French President Francois Mitterrand triggered fresh criticism of his handling of foreign policy from the right-wing opposition today by flying to Syria for a meeting with President Hafez Assad.
Mitterrand's trip to Syria, the first such visit by a French head of state since the country became independent from France in 1946, followed a meeting earlier this month with Libyan leader Muammar Qaddafi on the Greek island of Crete. It has also coincided with a major setback to French policy in Chad and a sudden upsurge in separatist violence on the French island of New Caledonia in the Pacific.
Mitterrand's arrival to a red-carpet welcome in Damascus was almost overshadowed by street demonstrations greeting the surprise return of Assad's brother, Rifaat.
At a state dinner Monday night, President Assad said that "Israel and its allies across the Atlantic" were to blame for undermining relations between France and Syria, United Press International reported.
He added: "We have joined our voices in support for a call for an international Middle East peace conference . . . and realize the importance of the role Europe, and foremost France, can play in convening the conference," state-run media quoted Assad as saying.
[There was no immediate reply from Mitterrand.]
[Coinciding with Mitterrand's visit to Syria, the commander in chief of the Libyan armed forces arrived in Damascus Monday night, the Syrian news agency SANA reported. There was no indication whether Mitterrand and Brig. Gen. Abu Bakr Younis Jabir would meet, Reuter reported.]

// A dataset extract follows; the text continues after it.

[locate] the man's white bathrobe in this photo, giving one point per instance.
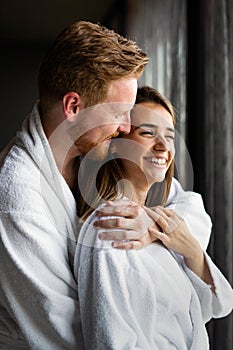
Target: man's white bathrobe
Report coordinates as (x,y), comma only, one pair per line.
(146,299)
(39,304)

The sudden spate of overseas problems confronting France has embarrassed Mitterrand politically at a time when his standing in the opinion polls has dropped sharply because of economic difficulties.
A storm of criticism has surrounded Mitterrand's handling of the situation in Chad. Last week, opposition members of the National Assembly attacked his decision to meet with Qaddafi after Libya's failure to respect the terms of a September agreement with France to withdraw its troops from the former French colony of Chad.
Yesterday, five Gaullist former prime ministers issued a statement expressing concern about a breakdown of law and order in New Caledonia, where separatist politicians have announced the establishment of a "provisional government."
Today a former member of Mitterrand's own government, Michel Jobert, said the president should have stayed in Paris to look after the crisis in New Caledonia.
Jobert, who also served as foreign minister in a previous Gaullist administration, noted that questions remain about Syria's possible role in the murder of a former French ambassador to Lebanon. Other commentators cited Syrian opposition to French policy in Lebanon.
French officials have defended Mitterrand's decision to meet with Qaddafi and Assad on the ground that France traditionally has sought to maintain its links with the Arab world by being prepared to talk to anybody.
A Mitterrand confidant, Louis Mermaz, defended the president's foreign policies today.
"We have to speak to different partners if we want France to play a role in the Middle East," Mermaz, who is president of the French National Assembly, said.
The three-day presidential trip began under a public relations cloud after stringent baggage and body searches by Syrian security men prompted protests by arriving French journalists and a formal complaint by the French ambassador to the Syrian Foreign Ministry. Syrian officials at first also attempted to prevent French television from transmitting news film of Rifaat Assad's return to Damascus from Paris.